The villains in DJANGO (1966) are suitably nasty, but like Leone's caricatures, are darkly comic book in execution due to their over the top nature. Corbucci also had a penchant for maiming his protagonists or featuring characters with an anomaly of one sort or other. Because of its extreme violence, DJANGO (1966) never got a theatrical release in either the United States or Great Britain, but it was hugely successful in European countries siring some 50 sequels. Less than half these actually feature the Django character. Most of these "sequels" were just retitlings to cash in on the success of Corbucci's original.

Django (1966)

Corbucci had directed a few westerns prior to his barnstorming smorgasbord of violence but none of them had the impact of DJANGO (1966). However, Sergio's production of JOHNNY ORO (1966) had made American actor and future movie producer Mark Damon a European western star. Damon had collaborated with Corbucci on the script for DJANGO (1966) and was slated to play the lead but was sidetracked by a prior film commitment. Instead, a gas station worker named Franco Nero was selected to play the grim anti-hero. According to his own testimony, Damon was also one of several actors considered for the lead in A FISTFUL OF DOLLARS (1964).

Terence Hill as Django

One of the better of the DJANGO sequels was the prequel. Entitled, DJANGO, GET A COFFIN READY (1967), the film detailed Django's origins as well as show how he came across his gatling gun concealed within the coffin. Terence Hill takes over for Nero, who was reportedly supposed to play the role again opting instead to go to Hollywood for a role in CAMELOT (1967). Nero was also tapped to star in the ghoulishly downbeat Corbucci western, THE GREAT SILENCE (1968) as well as the eccentric and curious entry, THE SPECIALIST (1969) but an apparent falling out with the director kept him from participating.

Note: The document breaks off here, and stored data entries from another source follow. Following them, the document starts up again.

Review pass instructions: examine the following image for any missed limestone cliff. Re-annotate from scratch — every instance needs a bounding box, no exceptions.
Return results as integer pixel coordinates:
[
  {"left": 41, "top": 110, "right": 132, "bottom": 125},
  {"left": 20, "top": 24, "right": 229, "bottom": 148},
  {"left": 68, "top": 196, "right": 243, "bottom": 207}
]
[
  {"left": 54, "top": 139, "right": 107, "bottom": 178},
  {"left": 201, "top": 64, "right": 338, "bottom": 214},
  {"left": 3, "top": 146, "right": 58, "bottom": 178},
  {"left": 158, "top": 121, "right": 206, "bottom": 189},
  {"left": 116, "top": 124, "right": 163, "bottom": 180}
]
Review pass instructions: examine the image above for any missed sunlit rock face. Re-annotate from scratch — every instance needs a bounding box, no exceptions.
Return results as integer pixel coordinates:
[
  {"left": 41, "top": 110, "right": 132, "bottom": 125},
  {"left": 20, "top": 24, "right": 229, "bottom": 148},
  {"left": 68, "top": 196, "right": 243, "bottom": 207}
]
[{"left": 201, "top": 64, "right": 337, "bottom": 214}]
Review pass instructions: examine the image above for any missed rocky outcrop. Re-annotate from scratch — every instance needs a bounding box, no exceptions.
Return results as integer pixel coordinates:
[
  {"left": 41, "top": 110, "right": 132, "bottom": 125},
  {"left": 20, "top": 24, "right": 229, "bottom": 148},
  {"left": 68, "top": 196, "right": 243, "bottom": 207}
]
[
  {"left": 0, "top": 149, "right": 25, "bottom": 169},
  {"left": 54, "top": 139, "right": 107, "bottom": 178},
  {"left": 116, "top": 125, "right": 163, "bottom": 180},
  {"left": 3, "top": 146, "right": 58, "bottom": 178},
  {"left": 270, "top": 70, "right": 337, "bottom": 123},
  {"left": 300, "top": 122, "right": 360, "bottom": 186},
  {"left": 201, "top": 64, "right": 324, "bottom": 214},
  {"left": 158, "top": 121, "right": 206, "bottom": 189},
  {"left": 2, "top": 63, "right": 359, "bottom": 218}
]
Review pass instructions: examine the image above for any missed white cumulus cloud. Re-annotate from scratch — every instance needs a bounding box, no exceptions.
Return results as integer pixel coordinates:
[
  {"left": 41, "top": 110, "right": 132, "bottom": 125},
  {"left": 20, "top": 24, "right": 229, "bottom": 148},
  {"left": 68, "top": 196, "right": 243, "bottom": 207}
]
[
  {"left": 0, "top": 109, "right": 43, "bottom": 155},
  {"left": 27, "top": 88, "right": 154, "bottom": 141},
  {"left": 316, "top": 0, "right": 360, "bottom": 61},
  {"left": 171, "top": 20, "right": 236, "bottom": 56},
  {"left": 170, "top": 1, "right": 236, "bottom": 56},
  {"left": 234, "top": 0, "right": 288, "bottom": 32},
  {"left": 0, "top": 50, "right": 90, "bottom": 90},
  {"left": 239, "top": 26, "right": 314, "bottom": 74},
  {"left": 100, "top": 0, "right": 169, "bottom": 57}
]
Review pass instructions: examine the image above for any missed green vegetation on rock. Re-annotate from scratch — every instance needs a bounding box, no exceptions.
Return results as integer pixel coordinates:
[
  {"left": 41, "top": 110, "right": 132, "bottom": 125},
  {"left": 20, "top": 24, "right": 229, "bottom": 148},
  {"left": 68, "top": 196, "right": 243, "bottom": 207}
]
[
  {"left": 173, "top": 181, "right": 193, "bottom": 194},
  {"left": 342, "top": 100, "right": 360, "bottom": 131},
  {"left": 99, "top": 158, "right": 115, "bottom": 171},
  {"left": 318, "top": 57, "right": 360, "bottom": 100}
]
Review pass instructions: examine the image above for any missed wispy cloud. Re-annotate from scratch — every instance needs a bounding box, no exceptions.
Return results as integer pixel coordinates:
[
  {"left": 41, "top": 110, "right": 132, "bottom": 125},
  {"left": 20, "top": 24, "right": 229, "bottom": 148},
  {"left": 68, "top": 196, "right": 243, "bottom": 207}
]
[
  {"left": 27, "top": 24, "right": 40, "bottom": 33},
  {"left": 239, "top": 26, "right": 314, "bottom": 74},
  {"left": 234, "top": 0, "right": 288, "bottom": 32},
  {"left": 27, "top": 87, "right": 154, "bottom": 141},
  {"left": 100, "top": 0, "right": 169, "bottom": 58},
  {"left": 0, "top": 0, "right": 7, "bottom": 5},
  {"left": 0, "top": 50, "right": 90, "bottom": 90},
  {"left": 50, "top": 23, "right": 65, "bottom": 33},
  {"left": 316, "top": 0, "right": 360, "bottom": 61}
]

Django gets his coffin ready

Terence Hill would gain a certain degree of success with the Leone influenced and hugely popular western film, GOD FORGIVES...I DON'T! (1967). Directed by Guiseppe Colizzi, it was the first of a trilogy of films. Co-starring with Hill was Bud Spencer, or under his real name, Carlo Pedersoli. Three years later, this duo would set European sagebrush cinema on fire with the western comedy, THEY CALL ME TRINITY (1970), a film which caused an avalanche of imitations in the 1970's. Even still, the tidal wave of revenge oriented spaghetti westerns still had enough vitality before the comedy would take center stage.